Der South African Cabin Crew Association (Sacca) plant, die Commission for Conciliation, Mediation and Arbitration (CCMA) um eine Streikbescheinigung anzugehen, nach gescheiterten Lohnverhandlungen mit FlySafair. Die Fluggesellschaft hat Kabinenbesatzungsmitglieder im Streitfall ausgeschlossen, was die Gewerkschaft dazu veranlasst, den Arbeitgeber der Verhandlungen in böser Absicht zu beschuldigen. Beide Parteien wenden sich an die CCMA zur Intervention, während die Betriebe in den großen Flughäfen normal weiterlaufen.
Die Lohnverhandlungen zwischen dem South African Cabin Crew Association (Sacca) und FlySafair sind in einer Sackgasse gelandet, was die Gewerkschaft dazu veranlasst, ein Streikzertifikat bei der CCMA zu beantragen. Die Gespräche, die mit der Forderung von Sacca nach einer 15-prozentigen Erhöhung für ihre 62-prozentige Vertretung der 800 Mitarbeiter der Fluggesellschaft begannen, verschoben sich auf die Berücksichtigung eines Vierjahresangebots von 6 % im ersten Jahr und 6,9 % im vierten. Sacca behauptet jedoch, dass FlySafair in den endgültigen Dokumenten unvereinbarte nicht-finanzielle Vorteile einführte, wie Anpassungen an Pausenzeiten, Überstunden, Sonntagsvergütung, Verletzungsentschädigung und Regelungen für Mutterschutz.
Sacca-Präsident Christopher Shabangu warf dem Arbeitgeber Verhandlungen in böser Absicht vor. „Es ist wichtig für uns, Ihnen zu sagen, dass es nicht wir sind, dass wir nicht streiken. Die Kabinenbesatzungsmitglieder streiken nicht. Es ist das Unternehmen, das beschlossen hat, die Arbeiter auszusperren“, sagte Shabangu und hob laufende Beratungen mit dem Arbeitsministerium zu diesen Themen hervor. Die Gewerkschaft sieht die Aussperrung, die mitten in den Verhandlungen verhängt wurde, als Einschüchterungstaktik.

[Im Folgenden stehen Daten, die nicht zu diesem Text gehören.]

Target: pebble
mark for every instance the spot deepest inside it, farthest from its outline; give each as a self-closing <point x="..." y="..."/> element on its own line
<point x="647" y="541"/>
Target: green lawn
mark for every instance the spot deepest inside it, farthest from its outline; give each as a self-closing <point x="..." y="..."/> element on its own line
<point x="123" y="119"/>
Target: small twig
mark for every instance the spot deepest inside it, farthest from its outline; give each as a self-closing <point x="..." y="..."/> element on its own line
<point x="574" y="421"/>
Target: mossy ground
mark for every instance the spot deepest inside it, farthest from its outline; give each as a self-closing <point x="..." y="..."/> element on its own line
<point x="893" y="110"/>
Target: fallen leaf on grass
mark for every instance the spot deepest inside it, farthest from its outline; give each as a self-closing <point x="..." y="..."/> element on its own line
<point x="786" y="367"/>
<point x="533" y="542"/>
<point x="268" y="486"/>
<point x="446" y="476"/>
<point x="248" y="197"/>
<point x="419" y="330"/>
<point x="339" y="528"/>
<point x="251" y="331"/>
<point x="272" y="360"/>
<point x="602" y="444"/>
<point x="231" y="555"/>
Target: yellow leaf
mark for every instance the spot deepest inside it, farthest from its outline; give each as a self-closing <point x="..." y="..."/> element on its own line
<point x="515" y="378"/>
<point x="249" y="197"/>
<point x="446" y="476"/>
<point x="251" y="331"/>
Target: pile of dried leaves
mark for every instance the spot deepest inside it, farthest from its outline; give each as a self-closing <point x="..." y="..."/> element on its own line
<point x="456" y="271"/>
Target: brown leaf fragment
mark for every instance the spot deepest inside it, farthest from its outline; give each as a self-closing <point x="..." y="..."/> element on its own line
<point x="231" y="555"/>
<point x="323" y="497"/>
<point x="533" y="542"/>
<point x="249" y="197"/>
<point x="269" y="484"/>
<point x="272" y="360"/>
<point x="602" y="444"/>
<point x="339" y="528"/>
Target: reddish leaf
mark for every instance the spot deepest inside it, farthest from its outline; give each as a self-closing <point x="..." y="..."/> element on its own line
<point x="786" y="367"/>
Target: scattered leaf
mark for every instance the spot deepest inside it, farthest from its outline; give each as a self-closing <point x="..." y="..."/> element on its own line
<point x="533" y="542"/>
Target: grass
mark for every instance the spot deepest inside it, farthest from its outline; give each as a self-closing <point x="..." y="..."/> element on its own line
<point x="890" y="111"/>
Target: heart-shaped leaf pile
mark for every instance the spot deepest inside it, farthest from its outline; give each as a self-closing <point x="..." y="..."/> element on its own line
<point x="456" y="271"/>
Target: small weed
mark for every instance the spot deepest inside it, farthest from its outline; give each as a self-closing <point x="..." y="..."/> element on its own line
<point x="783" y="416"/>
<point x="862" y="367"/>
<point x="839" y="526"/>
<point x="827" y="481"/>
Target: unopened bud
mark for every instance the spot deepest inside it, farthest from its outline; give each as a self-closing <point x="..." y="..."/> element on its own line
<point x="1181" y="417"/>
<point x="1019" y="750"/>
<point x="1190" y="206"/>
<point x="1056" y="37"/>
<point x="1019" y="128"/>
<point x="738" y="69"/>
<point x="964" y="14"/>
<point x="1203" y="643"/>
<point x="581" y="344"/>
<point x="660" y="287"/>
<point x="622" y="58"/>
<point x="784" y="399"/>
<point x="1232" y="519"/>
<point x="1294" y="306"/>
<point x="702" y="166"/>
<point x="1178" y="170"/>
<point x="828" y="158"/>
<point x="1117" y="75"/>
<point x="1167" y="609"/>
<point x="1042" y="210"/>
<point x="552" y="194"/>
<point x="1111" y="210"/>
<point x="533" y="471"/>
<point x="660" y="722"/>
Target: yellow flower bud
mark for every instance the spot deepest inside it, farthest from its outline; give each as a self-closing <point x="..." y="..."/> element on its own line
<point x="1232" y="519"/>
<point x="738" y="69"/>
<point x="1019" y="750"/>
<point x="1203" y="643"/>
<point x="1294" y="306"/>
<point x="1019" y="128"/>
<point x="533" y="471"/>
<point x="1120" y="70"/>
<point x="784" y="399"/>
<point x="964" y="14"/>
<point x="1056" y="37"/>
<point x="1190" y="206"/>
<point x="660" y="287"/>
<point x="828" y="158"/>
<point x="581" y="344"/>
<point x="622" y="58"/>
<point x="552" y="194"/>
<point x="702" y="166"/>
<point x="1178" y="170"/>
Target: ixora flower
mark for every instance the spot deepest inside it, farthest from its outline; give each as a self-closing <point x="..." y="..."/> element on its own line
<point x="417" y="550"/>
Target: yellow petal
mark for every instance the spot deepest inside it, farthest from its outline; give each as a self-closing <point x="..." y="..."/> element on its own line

FlySafair hat als Reaktion ihr Kompromissangebot zurückgezogen und bei der CCMA gemäß Abschnitt 150 des Arbeitsgesetzes eine Mediation im öffentlichen Interesse beantragt. Sprecherin Kirby Gordon erklärte: „Es gibt immer noch ein Mehrjahresangebot auf dem Tisch... Das Hauptproblem auf dem Tisch im Moment betrifft die Vergütung. Es gab einige Angelegenheiten und Interpretationen des Arbeitsgesetzes, die die Gewerkschaft und FlySafair gemeinsam dem Arbeitsministerium zur Auslegung vorlegen werden.“
Ein letzter Versuch, einen Streik zu verhindern, scheiterte, wobei Sacca am 6. November 2025 die Regeln für das Picketten finalisiert und kurz darauf die Erteilung des Streikbescheinigung erwartet. Der Arbeitsstopp wird voraussichtlich die Operationen an großen Flughäfen beeinträchtigen, obwohl am OR Tambo International Airport Flüge wie gewohnt abliefen, mit Notfallmaßnahmen vor Ort, und keine Stornierungen gemeldet wurden.
Passagiere äußerten Besorgnis, insbesondere mit der Festtagszeit und dem G20-Gipfel im Anmarsch. Ein Reisender aus Japan erwähnte, Benachrichtigungen erhalten zu haben, aber bisher keine Probleme gesehen zu haben, während ein anderer zur Vorsicht während der stark frequentierten Periode aufrief. Beide Seiten bleiben hoffnungsvoll für eine schnelle Lösung, einschließlich der Intervention des Arbeitsministeriums zu nicht-finanziellen Vorteilen im Einklang mit dem Arbeitsgesetz.